Gloving’s origins are fuzzy, to say the least, but Southern California’s circle of elites say that the earliest gloving performance on record comes from a rave in 2006, where founding father Hermes gave a light show that later ended up on YouTube. Hermes and Gummy finally met face-to-face in October of this year, with Gummy giving an impromptu light show to the gloving legend over a totally sick Massive Attack remix. But even four years ago, when YouTube first inspired our hero to hone his hand-dancing, readymade light-up gloves were barely available. “My first pair of gloves I built myself out of a lot of different random micro-lights I could find. It was super ghetto [laughs].” Since then, he tells me, gloving has grown out of the rave scene and is finally “being more accepted as a true art.”

In September of this year, the third annual International Gloving Championship took place at the Yost Theater in Santa Ana, about 30 miles southeast of Downtown LA. The event welcomed 150 competitors, and 500 attendees in total for an event that stretched from 11AM to 9PM. “It’s still very much an EDM event,” says Lillie. “It’s still in a dark club with lights. But since [the gloves] are banned at Insomniac events, for example, we throw IGC as a place for the community to come together.”

Banned, you say? In early 2011, the country’s largest EDM event production company, Insomniac, issued a statement banning LED lights from their events permanently: “The image that it creates when groups of music fans are sitting or lying on the floor gazing at the designs reflects poorly and sends a false message of what the electronic dance music scene is about.” Emazing’s marketing manager tells me that this was in response to pressure put on Insomniac after a series of drug-related injuries and deaths at the company’s events; they had to budge somewhere if they wanted to look like they were proactively addressing these safety issues.

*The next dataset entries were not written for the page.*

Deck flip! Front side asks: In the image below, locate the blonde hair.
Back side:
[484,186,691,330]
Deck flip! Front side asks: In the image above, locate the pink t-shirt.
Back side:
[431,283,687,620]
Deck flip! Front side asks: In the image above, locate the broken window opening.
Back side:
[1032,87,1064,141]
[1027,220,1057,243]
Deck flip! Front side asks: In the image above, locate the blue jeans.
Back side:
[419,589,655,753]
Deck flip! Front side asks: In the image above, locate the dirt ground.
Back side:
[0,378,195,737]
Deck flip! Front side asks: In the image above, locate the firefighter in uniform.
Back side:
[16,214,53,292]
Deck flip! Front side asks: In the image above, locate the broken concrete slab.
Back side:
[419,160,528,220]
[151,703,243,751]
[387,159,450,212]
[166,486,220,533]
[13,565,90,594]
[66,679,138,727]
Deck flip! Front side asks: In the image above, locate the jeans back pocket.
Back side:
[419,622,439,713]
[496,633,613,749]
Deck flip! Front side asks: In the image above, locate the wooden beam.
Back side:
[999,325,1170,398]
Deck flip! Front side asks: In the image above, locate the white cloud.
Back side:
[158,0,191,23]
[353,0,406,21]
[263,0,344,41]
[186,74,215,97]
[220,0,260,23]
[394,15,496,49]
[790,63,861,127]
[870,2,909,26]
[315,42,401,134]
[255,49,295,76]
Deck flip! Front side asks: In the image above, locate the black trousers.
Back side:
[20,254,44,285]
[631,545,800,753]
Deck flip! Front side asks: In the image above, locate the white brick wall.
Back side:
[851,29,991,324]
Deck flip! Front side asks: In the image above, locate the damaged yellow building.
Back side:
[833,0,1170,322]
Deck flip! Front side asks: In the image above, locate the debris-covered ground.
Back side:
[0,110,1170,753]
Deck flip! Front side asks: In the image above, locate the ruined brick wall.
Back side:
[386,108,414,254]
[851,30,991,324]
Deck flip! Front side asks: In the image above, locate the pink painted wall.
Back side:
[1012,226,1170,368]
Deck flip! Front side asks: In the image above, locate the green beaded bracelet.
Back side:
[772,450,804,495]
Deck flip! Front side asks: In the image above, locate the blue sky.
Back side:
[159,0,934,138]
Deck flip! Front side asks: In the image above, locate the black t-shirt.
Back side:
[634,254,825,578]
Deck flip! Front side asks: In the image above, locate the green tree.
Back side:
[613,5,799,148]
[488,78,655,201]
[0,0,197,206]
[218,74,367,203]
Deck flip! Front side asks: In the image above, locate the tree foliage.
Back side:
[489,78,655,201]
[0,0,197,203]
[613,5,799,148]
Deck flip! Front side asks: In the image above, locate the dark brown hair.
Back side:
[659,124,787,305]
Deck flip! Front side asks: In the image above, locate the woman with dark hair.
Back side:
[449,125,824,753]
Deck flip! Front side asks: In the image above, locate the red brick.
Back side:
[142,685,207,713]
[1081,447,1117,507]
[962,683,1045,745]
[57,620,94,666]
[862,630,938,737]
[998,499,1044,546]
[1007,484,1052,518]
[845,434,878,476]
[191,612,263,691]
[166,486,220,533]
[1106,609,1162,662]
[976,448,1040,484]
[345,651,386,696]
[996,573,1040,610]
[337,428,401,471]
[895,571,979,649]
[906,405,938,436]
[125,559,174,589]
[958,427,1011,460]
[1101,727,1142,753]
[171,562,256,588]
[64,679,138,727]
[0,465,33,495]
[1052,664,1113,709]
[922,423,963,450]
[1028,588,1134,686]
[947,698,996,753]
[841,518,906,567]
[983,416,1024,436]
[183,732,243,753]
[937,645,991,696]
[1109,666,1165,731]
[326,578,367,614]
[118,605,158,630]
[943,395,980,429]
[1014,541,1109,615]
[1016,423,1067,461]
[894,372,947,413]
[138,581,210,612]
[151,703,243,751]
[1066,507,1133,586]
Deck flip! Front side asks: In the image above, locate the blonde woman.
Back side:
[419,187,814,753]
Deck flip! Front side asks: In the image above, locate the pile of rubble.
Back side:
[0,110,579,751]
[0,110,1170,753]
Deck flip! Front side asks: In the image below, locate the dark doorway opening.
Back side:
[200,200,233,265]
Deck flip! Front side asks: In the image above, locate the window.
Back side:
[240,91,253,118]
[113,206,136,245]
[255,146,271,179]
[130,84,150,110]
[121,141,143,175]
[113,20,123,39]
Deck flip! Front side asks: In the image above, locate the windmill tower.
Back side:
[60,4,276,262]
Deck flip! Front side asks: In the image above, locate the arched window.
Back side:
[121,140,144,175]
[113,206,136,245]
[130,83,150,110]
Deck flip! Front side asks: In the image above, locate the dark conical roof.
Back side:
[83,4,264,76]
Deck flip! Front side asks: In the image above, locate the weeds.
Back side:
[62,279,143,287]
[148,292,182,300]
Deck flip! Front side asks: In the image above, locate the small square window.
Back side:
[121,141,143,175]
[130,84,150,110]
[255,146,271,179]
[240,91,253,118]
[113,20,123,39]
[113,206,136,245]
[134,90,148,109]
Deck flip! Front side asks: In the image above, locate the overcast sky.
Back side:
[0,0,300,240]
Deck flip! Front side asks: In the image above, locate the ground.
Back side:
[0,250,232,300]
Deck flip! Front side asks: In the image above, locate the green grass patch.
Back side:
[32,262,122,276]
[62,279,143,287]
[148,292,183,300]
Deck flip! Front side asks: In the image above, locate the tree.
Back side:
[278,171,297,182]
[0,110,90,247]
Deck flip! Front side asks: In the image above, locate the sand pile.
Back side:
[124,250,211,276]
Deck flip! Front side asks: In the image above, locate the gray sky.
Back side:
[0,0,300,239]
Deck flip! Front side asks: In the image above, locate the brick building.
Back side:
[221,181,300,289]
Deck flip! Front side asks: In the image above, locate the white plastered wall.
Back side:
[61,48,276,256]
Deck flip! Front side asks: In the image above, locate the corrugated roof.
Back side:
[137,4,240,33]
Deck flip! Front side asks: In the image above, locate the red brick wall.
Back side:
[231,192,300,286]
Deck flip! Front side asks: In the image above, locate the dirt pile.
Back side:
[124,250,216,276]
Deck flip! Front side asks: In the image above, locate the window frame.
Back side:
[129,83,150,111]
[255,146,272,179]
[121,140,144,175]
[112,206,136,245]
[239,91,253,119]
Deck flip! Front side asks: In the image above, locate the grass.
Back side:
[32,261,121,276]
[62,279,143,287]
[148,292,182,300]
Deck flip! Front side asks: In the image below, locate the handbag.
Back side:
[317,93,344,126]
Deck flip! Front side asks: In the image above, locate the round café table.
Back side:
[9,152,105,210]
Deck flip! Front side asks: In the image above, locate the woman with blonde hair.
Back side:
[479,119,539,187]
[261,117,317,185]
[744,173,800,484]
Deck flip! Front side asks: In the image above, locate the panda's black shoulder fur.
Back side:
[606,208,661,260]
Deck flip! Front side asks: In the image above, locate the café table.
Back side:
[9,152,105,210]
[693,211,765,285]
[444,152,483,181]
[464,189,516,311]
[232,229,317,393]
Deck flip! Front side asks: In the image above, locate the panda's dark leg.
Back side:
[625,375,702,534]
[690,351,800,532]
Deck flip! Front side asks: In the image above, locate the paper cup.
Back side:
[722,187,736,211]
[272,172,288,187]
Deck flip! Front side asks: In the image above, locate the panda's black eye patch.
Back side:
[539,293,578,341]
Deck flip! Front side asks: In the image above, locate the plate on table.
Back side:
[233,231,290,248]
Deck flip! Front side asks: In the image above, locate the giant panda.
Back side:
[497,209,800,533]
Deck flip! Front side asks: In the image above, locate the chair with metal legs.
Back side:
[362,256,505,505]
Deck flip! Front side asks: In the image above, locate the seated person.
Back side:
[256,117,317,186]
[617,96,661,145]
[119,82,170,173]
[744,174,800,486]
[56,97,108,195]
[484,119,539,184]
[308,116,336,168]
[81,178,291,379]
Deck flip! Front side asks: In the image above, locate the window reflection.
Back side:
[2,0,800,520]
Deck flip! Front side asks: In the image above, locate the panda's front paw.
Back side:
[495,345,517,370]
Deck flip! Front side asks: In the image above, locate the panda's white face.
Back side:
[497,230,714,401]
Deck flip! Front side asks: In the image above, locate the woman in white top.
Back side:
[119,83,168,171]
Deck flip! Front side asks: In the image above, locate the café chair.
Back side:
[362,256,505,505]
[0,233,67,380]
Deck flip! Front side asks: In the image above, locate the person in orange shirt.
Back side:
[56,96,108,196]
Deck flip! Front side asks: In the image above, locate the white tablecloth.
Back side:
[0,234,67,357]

Local fire marshals also raised concerns about the fire hazard created by having attendees sitting on the floor giving each other light shows. It can also be fucking annoying, or so say the glowstickers.

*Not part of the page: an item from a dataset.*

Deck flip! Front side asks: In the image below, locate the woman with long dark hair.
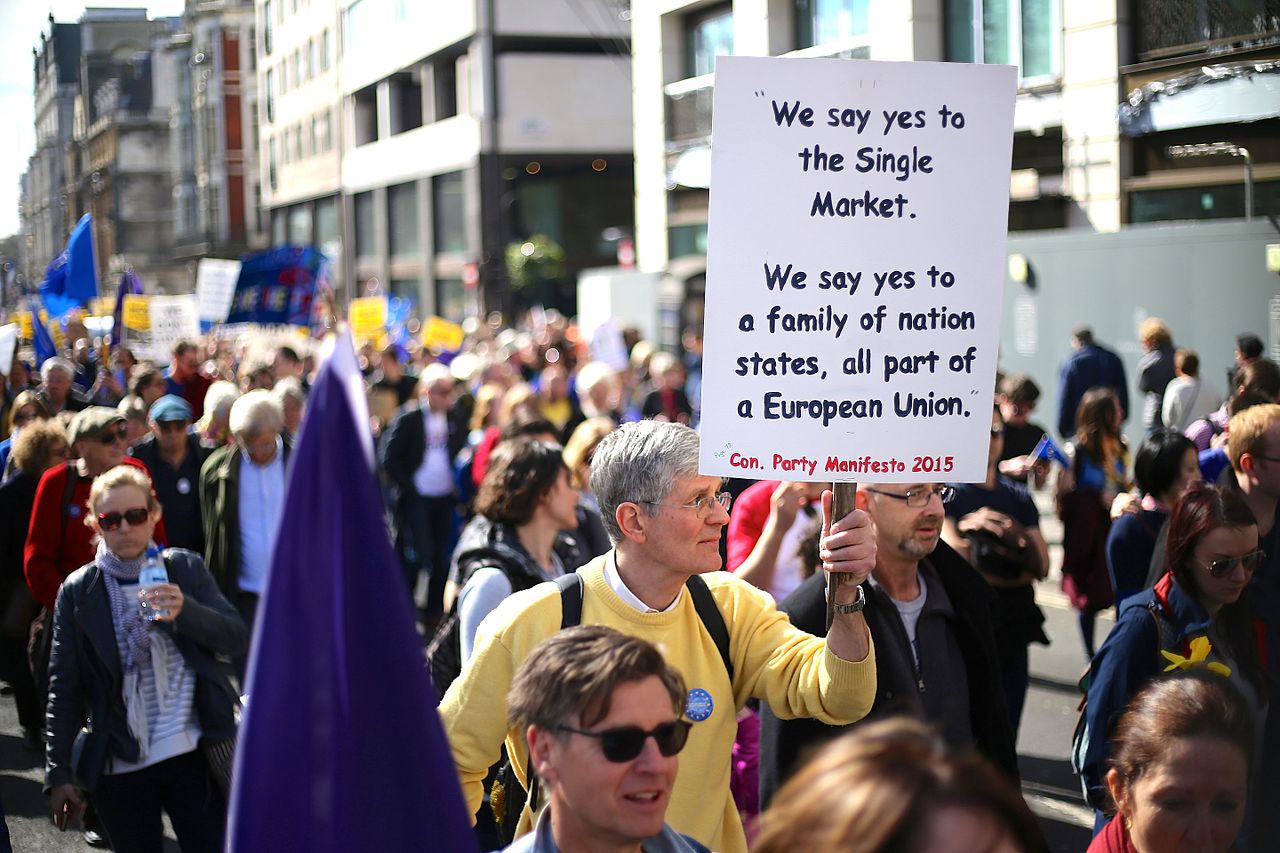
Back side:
[1057,388,1129,658]
[1080,485,1274,827]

“I would still love to go and just dance without all the lightshows and etards [sic] all over the floor. It would be nice to have some legroom,” says one senior member of glowsticking.com, in a forum discussion of Insomniac’s anti-LED policy. When the verdict first came down, the glowstickers, a separate camp of light art aficionados, were freaking out that the policy would put glowsticks on the black list as well. “Fucking glovers ruined everything,” said Ange, a platinum member from Concord, CA, in a 2011 thread. In fact the glover community has its share of haters: “I see more and more gloves out here on the east coast,” says a third forum member. “its like it some sort of mating ritual. girl sits down on side of party, 3 guys with gloves come over, the best is chosen, I can’t wait for it to be on the jersey shore or something [all sic].”

But despite the ban, the hardcore glovers press on. “It absolutely made things more difficult for us,” Gummy admits. “But at the same time, it brought us closer as a community.” At least in the gloving mecca of Southern Califorina, Facebook groups like the Glovers’ Lounge organize weekend meet-ups, while businesses like EmazingLights host weekly and monthly sessions to supplement the larger, annual championships. Gummy regularly receives messages of support from admirers in Japan, Germany, Canada, and Australia, and his growing YouTube fanbase is doing just that. “Gloving came from the rave scene so it will always be an aspect of it,” says the gloving OG when asked about the art form’s future. “But like many things that are new… it was misunderstood, and I think we are quickly growing out of that.”